There are many blogs out there by women whose husbands and boyfriends are in the navy. The vast majority of these sites paint a picture of the spouses and significant others of service members as martyrs who sacrifice their own interests for a noble cause. Yet plenty of us have serious gripes about the way the navy treats us and the sailors we love:
Our partners’ 12-16 hour-days, in addition to one or two 24-hour periods spent on the boat each week;
No ability to predict our partners' work schedules, with periods at sea that get moved forward and backward by months with no notice. It is rarely us, but our partners, who determine when we have time together;
Greasy, sugar-laden food that sailors eat, sapping their energy and making some of them feel sick;
Little to no time allowed for sailors to get exercise, except, of course, for the rare token physical fitness test, scheduled at precisely the moments of time in port when sailors could be spending time with their families;
No systematic effort by the navy to make partners and spouses part of decisions that affect their entire families, such as frequent moves;
The presumption that partners will volunteer loads of time to support the military in collaboration with other spouses as part of the "military family," when in reality the only thing they may have in common with said spouses is shacking up with employees of the same workplace, and;
The inability to communicate with sailors for long periods of time. This is due as much to regular failures in the navy’s email system and lack of adequate phone access while the boat is in port, as to security reasons while the boat is at sea;
Among other issues.
Yet there are few settings where criticism is acceptable. I have mentioned some of my frustrations to the wives of senior officers, only to hear about my navy partner: "But he's doing so much for this country," implying, of course, that my complaint negates his hard work. A friend of mine, another wife of a naval officer, recently confided that she feels guilty expressing frustrations about her husband's long hours and demanding job even to her own mother: "I worry that anything other than pride or sadness would be perceived as unpatriotic and unsupportive," she said.
My friend is not wrong. For example, a guidebook entitled "Guidelines for the Spouses of Commanding Officers and Executive Officers" written by Naval Services FamilyLine, one of the navy's closely related volunteer groups, warns, "Be positive. Whether you are discussing people, the command, the area you live in, or military life in general, speak positively or just say nothing." Oh my. Now there is a way to model American freedom from the ground up.
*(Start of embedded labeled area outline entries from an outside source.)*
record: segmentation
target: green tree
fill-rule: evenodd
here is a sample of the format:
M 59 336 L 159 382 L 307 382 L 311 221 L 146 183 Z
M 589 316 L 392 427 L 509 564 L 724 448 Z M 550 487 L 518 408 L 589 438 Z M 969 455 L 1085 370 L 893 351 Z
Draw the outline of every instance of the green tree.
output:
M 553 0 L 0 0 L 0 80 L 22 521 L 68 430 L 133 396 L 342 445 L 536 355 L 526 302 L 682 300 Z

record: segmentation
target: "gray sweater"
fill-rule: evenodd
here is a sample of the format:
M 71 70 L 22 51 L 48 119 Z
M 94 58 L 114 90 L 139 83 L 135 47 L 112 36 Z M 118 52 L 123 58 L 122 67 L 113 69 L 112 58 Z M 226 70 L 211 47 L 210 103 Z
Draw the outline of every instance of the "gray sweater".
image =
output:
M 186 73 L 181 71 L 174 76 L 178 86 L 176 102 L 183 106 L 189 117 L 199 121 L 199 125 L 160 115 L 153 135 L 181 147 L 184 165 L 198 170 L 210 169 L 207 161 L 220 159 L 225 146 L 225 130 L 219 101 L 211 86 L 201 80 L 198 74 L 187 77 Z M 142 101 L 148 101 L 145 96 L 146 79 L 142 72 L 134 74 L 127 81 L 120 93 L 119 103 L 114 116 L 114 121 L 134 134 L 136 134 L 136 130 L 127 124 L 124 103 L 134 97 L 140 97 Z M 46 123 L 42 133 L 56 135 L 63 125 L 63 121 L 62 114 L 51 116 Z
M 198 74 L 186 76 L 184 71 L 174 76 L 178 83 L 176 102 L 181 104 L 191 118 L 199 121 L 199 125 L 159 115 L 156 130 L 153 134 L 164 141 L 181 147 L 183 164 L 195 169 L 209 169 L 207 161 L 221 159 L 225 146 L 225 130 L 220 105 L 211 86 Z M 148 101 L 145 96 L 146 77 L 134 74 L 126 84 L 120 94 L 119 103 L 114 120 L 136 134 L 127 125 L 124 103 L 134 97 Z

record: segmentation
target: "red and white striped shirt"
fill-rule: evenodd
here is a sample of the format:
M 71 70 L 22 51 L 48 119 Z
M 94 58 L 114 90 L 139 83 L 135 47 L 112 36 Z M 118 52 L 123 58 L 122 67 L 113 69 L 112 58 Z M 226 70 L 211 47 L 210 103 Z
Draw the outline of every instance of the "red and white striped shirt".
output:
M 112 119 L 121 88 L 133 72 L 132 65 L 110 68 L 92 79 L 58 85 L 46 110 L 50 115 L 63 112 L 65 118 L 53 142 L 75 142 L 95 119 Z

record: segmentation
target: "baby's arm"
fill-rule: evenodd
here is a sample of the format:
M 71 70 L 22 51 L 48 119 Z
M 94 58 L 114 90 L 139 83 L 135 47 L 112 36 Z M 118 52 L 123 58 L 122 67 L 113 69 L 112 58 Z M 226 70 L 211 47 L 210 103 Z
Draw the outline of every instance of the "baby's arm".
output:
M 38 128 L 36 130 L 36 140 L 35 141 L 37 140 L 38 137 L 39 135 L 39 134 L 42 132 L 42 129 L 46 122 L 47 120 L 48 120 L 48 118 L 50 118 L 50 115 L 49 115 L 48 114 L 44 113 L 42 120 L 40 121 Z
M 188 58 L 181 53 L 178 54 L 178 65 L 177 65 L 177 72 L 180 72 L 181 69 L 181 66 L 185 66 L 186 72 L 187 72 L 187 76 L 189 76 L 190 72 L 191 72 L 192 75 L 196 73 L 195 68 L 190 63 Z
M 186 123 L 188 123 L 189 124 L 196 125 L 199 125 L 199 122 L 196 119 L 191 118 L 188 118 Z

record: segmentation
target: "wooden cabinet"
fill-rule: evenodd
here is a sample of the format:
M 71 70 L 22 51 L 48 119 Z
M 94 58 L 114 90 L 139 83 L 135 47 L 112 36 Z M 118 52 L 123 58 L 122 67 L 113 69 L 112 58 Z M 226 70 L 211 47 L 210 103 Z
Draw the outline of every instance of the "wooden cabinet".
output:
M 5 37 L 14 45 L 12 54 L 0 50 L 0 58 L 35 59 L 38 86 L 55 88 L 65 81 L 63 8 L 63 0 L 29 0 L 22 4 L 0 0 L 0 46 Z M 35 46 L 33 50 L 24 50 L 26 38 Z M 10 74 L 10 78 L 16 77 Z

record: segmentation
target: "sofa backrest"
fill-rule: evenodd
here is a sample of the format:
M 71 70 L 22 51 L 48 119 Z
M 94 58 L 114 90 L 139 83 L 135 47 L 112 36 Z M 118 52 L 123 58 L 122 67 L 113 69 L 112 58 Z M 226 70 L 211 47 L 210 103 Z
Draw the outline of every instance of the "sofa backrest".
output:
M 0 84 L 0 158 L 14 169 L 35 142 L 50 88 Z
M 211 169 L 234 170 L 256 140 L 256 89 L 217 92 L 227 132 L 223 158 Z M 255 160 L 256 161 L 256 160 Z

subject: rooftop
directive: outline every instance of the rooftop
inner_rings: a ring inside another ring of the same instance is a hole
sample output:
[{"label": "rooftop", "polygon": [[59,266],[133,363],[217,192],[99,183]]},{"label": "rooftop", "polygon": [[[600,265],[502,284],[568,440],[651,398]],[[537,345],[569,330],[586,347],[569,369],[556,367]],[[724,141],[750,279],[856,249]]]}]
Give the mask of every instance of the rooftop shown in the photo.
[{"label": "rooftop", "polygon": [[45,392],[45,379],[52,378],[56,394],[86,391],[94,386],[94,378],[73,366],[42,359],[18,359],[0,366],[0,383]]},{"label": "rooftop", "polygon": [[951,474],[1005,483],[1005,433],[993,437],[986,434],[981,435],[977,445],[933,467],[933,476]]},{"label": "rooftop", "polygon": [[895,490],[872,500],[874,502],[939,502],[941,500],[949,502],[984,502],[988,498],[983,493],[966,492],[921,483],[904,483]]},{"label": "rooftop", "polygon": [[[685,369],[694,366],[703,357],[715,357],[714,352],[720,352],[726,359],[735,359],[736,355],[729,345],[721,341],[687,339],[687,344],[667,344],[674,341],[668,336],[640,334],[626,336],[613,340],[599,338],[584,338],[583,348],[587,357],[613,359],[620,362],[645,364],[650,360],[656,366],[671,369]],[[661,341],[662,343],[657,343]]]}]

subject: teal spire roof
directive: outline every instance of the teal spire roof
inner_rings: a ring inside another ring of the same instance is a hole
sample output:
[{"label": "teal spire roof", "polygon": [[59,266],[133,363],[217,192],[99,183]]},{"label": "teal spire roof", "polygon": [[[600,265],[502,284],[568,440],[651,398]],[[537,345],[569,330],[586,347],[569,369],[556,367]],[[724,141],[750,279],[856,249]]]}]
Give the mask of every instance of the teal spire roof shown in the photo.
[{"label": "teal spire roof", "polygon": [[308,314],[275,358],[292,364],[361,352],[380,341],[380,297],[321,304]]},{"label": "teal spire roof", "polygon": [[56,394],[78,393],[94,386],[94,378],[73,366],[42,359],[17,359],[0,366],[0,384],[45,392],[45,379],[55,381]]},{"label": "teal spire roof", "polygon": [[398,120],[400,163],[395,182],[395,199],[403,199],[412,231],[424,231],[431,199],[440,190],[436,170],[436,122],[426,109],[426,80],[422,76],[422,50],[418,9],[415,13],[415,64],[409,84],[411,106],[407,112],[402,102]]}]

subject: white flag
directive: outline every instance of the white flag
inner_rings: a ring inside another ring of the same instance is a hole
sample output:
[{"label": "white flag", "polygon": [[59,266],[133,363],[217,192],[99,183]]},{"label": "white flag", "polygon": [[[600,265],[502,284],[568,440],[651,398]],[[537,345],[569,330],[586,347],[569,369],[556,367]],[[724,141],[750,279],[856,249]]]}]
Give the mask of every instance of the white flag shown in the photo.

Countless voices, from navy promotional brochures, commanding officers' speeches, and comments from the more self-righteous spouses of sailors, to the constant refrain from civilians, “Thank you for your service,” to Memorial Day Facebook posts that thank veterans for “protecting freedom” rather than using it as an opportunity to consider the costs that military families pay for its policies, leave little room for criticism. After all, what asshole wouldn't want people to protect freedom? Even the language Americans use to talk about the military undermines conversation. These voices say: service members and the military are beyond reproach.
How have we come to a point where it is unacceptable to be critical of the military? What are the frustrations of service members' partners? These are questions I explore in this blog.
This blog is a way to put another insider voice out there about the challenges and frustrations of military life, so that the only stories are not those of praise for the military and its policies towards families and the people who serve in it. If there is one thing that my background as an activist has taught me, it is that a foundation for any change is a public conversation containing multiple voices, and not just one.
If it can be believed, this post is a trimmed down version of the original. A concerned friend told me if I didn't put a check on my wordiness, I'd have trouble keeping readers. Soon I will expand on details I included in the original post: mandatory navy dinners at the worst possible times, monopolized by self-congratulatory speeches and insider jokes among the officers; expectations that spouses contribute vast amounts of time, energy, and money to support the officers, with no reciprocal effort from the latter; and class bias among officers' families, who sometimes speak of "enlisted" sailors and their families as a different kind of person, among other topics. More on all of this soon.